Lebanon mulls on charging residents for Whatsapp
Between 2017 and 2018, telecom revenues dropped by 33 percent, which the ministry of telecommunications believe is because of residents using WhatsApp to make calls instead of making traditional telephone calls.
During a cabinet session on Wednesday, the prospect of charging for WhatsApp calls, which could mount to a monthly charge of $6 if the phone user made a WhatsApp call every day, Lebanese media reported.
WhatsApp users would be charged a flat rate of $0.20 daily if they make a phone call in a country that already has one of the most expensive mobile rates in the region.
Officials predict this will secure an annual revenue of $216 million for Lebanon's government, already under fire for financial corruption.
The reported proposal sparked outrage by politicians and celebrities online.
Lebanese singer Ragheb Alama lambasted the proposal, calling on politicians to "impose a tax on the polluted air the people are breathing".
Member of Parliament Paula Yacoubian snubbed the proposal, suggesting to focus more on internal corruption.
"The people will not pay a single [Lebanese] pound on the platform it insults you [politicians] on," she said.
"Get the money by stopping your [suspicious] deals that you refer to as projects. The money of the Bisri Dam should be invested in electricity which has a $2 billion annual deficit," Yacoubian tweeted.
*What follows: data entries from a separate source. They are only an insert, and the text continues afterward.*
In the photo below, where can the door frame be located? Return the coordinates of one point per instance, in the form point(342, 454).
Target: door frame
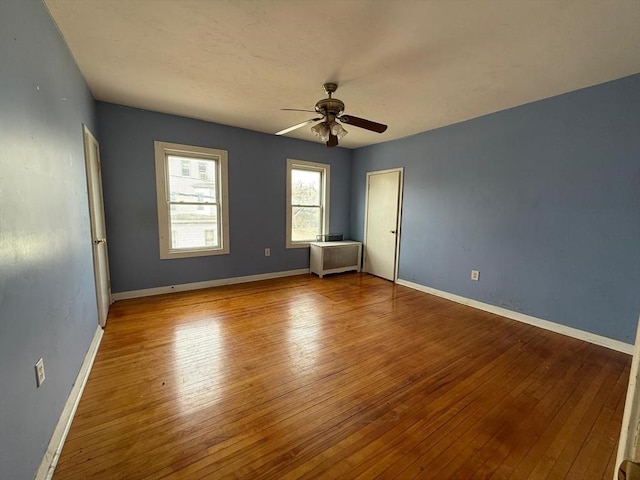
point(92, 196)
point(399, 218)
point(629, 443)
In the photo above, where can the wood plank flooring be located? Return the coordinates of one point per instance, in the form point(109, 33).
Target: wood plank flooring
point(346, 377)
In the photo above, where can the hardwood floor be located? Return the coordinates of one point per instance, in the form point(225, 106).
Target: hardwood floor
point(344, 377)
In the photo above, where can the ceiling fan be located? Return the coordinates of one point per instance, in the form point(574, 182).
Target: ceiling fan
point(330, 110)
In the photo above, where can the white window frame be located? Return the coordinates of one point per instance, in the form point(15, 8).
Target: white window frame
point(325, 170)
point(162, 152)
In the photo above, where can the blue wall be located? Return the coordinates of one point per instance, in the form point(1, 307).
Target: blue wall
point(543, 199)
point(47, 296)
point(257, 179)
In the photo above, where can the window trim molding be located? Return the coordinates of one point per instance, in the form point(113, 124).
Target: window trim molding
point(325, 168)
point(161, 150)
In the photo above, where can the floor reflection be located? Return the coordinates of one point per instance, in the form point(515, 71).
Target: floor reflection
point(303, 334)
point(199, 357)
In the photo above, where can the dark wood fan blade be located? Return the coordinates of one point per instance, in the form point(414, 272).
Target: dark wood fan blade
point(363, 123)
point(299, 125)
point(297, 110)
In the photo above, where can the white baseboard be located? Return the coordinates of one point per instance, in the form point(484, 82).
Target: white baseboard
point(147, 292)
point(51, 456)
point(521, 317)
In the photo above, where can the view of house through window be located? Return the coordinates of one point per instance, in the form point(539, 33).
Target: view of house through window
point(191, 206)
point(194, 204)
point(307, 199)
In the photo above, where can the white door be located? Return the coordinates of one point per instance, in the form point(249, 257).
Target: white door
point(629, 444)
point(98, 230)
point(382, 222)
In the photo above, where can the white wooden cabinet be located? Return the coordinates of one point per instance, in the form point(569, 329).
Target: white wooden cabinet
point(335, 257)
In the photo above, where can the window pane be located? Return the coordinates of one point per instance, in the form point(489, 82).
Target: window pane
point(194, 226)
point(305, 187)
point(201, 189)
point(305, 223)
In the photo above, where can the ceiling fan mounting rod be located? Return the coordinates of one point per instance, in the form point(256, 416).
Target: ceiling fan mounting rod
point(330, 88)
point(330, 106)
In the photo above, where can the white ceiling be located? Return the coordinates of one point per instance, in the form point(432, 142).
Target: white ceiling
point(415, 65)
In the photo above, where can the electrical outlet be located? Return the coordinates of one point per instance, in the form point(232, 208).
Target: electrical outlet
point(40, 372)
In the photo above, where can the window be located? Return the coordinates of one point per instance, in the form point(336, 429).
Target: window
point(186, 168)
point(202, 170)
point(193, 213)
point(307, 202)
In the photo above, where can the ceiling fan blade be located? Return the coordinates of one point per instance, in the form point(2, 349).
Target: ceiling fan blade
point(363, 123)
point(297, 110)
point(299, 125)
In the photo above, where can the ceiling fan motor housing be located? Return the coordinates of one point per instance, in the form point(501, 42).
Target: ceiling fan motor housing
point(330, 106)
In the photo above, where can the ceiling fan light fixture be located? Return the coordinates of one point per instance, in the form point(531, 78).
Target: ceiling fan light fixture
point(338, 130)
point(321, 130)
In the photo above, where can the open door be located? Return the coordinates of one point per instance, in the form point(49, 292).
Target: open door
point(98, 230)
point(628, 459)
point(382, 223)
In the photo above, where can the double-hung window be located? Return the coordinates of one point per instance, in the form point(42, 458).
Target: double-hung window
point(307, 202)
point(193, 212)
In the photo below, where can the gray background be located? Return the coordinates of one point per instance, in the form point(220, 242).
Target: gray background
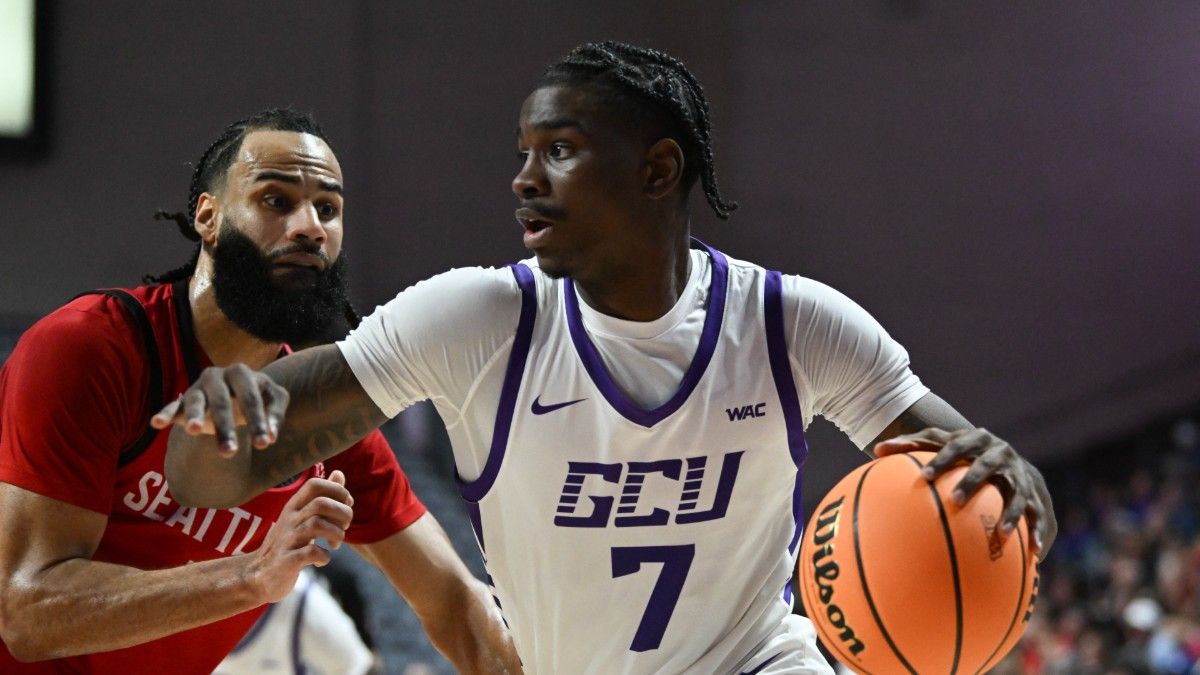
point(1009, 187)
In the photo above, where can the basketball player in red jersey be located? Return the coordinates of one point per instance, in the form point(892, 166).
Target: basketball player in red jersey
point(595, 389)
point(101, 571)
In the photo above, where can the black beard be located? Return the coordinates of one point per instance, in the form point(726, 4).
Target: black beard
point(246, 293)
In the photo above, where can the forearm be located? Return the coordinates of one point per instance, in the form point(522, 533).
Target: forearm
point(81, 605)
point(327, 413)
point(474, 639)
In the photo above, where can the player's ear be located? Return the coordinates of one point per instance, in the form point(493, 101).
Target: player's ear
point(205, 222)
point(663, 168)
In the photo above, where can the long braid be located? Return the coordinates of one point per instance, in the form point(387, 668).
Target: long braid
point(665, 83)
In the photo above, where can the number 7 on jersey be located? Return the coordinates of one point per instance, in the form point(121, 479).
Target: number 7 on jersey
point(676, 562)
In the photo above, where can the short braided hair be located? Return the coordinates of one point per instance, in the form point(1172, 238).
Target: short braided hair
point(651, 85)
point(210, 172)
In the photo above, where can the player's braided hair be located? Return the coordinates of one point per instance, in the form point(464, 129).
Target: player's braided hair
point(651, 84)
point(209, 174)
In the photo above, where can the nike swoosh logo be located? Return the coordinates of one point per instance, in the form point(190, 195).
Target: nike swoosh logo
point(538, 408)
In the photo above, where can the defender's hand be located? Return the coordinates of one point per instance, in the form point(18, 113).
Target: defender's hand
point(225, 398)
point(321, 509)
point(991, 460)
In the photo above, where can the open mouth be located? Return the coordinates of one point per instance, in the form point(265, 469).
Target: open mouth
point(309, 262)
point(534, 225)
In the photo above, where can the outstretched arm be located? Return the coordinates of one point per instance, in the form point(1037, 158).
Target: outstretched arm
point(933, 424)
point(232, 443)
point(58, 602)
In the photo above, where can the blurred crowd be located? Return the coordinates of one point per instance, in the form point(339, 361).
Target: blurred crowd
point(1120, 591)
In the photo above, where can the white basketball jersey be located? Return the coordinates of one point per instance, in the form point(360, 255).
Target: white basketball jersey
point(619, 539)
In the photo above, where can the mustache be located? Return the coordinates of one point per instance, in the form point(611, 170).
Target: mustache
point(545, 210)
point(299, 248)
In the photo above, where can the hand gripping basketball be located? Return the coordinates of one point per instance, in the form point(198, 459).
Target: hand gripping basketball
point(991, 460)
point(223, 399)
point(899, 578)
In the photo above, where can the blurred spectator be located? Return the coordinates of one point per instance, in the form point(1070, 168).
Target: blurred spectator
point(1121, 589)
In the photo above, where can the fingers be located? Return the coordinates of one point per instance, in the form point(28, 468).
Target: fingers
point(165, 417)
point(960, 446)
point(245, 390)
point(221, 399)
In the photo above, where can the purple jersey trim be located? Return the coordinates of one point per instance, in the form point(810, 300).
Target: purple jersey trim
point(599, 374)
point(785, 386)
point(475, 490)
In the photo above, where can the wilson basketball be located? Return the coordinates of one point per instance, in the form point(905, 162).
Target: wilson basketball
point(897, 578)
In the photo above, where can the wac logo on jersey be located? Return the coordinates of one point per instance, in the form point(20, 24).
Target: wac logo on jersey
point(631, 477)
point(757, 410)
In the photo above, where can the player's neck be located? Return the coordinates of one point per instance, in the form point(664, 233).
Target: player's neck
point(646, 287)
point(223, 341)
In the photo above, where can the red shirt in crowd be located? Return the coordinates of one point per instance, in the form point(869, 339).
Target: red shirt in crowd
point(73, 395)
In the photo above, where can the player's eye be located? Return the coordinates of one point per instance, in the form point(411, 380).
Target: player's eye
point(559, 150)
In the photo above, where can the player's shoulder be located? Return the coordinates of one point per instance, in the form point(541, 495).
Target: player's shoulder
point(468, 284)
point(85, 333)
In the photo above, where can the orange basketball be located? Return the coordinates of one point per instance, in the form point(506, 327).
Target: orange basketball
point(897, 578)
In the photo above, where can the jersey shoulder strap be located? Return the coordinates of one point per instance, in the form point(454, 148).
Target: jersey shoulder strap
point(154, 393)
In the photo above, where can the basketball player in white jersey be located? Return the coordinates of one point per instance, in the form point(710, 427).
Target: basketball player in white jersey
point(627, 408)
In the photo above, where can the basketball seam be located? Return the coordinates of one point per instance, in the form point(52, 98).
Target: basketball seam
point(1020, 601)
point(828, 640)
point(862, 578)
point(954, 572)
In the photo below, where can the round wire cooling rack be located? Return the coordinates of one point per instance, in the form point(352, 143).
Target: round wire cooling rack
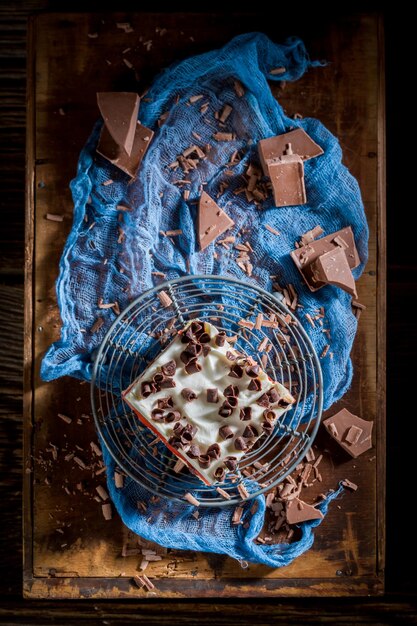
point(281, 346)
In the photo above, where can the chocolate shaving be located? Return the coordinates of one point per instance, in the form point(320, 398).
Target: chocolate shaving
point(231, 390)
point(226, 432)
point(245, 413)
point(213, 395)
point(188, 394)
point(236, 371)
point(240, 443)
point(169, 368)
point(204, 461)
point(194, 452)
point(255, 385)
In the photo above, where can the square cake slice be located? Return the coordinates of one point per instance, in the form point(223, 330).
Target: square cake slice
point(206, 401)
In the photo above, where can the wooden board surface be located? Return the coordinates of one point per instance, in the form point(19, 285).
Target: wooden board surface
point(70, 551)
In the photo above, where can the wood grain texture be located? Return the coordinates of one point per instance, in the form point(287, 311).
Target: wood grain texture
point(79, 549)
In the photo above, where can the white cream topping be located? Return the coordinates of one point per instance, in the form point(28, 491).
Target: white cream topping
point(215, 373)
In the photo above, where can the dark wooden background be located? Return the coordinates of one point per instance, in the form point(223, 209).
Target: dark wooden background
point(399, 606)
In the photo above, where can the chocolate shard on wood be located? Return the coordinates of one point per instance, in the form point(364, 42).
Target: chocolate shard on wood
point(332, 268)
point(274, 147)
point(351, 432)
point(298, 511)
point(317, 273)
point(212, 221)
point(123, 139)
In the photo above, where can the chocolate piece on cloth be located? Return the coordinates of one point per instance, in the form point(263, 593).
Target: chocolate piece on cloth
point(329, 261)
point(275, 147)
point(298, 511)
point(287, 178)
point(351, 432)
point(123, 140)
point(212, 221)
point(204, 427)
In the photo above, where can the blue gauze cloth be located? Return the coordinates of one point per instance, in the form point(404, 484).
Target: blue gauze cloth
point(111, 254)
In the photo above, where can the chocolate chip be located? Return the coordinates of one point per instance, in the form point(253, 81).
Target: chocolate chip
point(250, 432)
point(220, 339)
point(188, 394)
point(219, 473)
point(231, 463)
point(255, 385)
point(157, 415)
point(269, 415)
point(168, 383)
point(213, 395)
point(273, 395)
point(231, 390)
point(165, 403)
point(236, 371)
point(194, 452)
point(252, 371)
point(225, 432)
point(147, 388)
point(245, 413)
point(192, 367)
point(173, 416)
point(169, 368)
point(204, 460)
point(214, 451)
point(240, 444)
point(263, 400)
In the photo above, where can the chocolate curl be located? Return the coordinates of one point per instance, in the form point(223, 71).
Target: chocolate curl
point(255, 385)
point(231, 463)
point(220, 338)
point(212, 395)
point(226, 432)
point(204, 460)
point(165, 403)
point(245, 413)
point(213, 451)
point(157, 415)
point(192, 367)
point(172, 416)
point(236, 371)
point(252, 371)
point(240, 443)
point(263, 400)
point(194, 452)
point(169, 368)
point(147, 388)
point(188, 394)
point(219, 473)
point(250, 432)
point(231, 390)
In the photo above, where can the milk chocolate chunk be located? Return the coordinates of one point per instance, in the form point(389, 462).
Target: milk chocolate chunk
point(169, 368)
point(287, 178)
point(212, 395)
point(225, 432)
point(274, 147)
point(332, 268)
point(305, 256)
point(351, 432)
point(188, 394)
point(298, 511)
point(123, 140)
point(212, 221)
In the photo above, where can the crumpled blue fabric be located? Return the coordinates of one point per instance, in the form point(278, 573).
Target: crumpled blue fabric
point(110, 254)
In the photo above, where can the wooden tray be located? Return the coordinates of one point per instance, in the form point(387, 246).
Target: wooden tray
point(70, 551)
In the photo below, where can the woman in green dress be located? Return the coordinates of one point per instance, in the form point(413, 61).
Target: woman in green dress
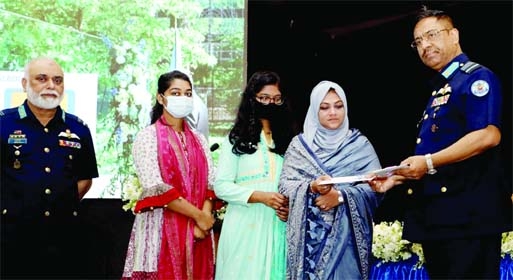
point(252, 239)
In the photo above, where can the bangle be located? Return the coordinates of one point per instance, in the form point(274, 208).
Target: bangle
point(340, 197)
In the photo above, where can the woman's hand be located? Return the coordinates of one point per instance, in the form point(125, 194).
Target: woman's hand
point(383, 184)
point(283, 211)
point(328, 200)
point(205, 220)
point(316, 187)
point(199, 234)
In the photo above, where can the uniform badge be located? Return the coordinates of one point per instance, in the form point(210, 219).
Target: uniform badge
point(17, 137)
point(68, 134)
point(71, 144)
point(479, 88)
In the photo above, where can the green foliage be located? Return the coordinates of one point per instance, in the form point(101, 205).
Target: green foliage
point(128, 44)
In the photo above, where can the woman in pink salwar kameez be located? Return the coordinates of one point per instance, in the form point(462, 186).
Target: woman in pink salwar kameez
point(171, 236)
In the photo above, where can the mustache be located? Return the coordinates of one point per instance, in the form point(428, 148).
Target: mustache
point(49, 92)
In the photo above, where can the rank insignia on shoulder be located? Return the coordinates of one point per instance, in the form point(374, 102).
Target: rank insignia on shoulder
point(479, 88)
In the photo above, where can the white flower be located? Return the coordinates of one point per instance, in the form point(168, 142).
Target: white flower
point(388, 245)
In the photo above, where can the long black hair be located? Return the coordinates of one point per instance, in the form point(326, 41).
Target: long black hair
point(164, 83)
point(245, 133)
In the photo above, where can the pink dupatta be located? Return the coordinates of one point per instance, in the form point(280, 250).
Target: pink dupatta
point(182, 257)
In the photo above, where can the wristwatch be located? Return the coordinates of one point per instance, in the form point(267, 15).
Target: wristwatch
point(340, 197)
point(429, 162)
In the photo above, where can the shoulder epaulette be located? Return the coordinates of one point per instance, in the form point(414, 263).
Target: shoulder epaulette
point(470, 67)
'Government, parliament... thieves'
Last month, hundreds of people protested in Beirut on Sunday over increasingly difficult living conditions, amid fears of a dollar shortage and possible price hikes.
A skirmish broke out late September as protesters tried to break through security barriers in front of the cabinet office and anti-riot forces pushed them back with shields and batons.
Around 500 people, some carrying Lebanese flags, had gathered earlier in central Beirut's Martyr Square to march to the seats of government and parliament.
"Revolution, revolution," cried some of the protesters.
"Government, parliament... Thieves, thieves!"
Others chanted a popular refrain of the 2011 Arab Spring protests across the region: "The people want the fall of the regime".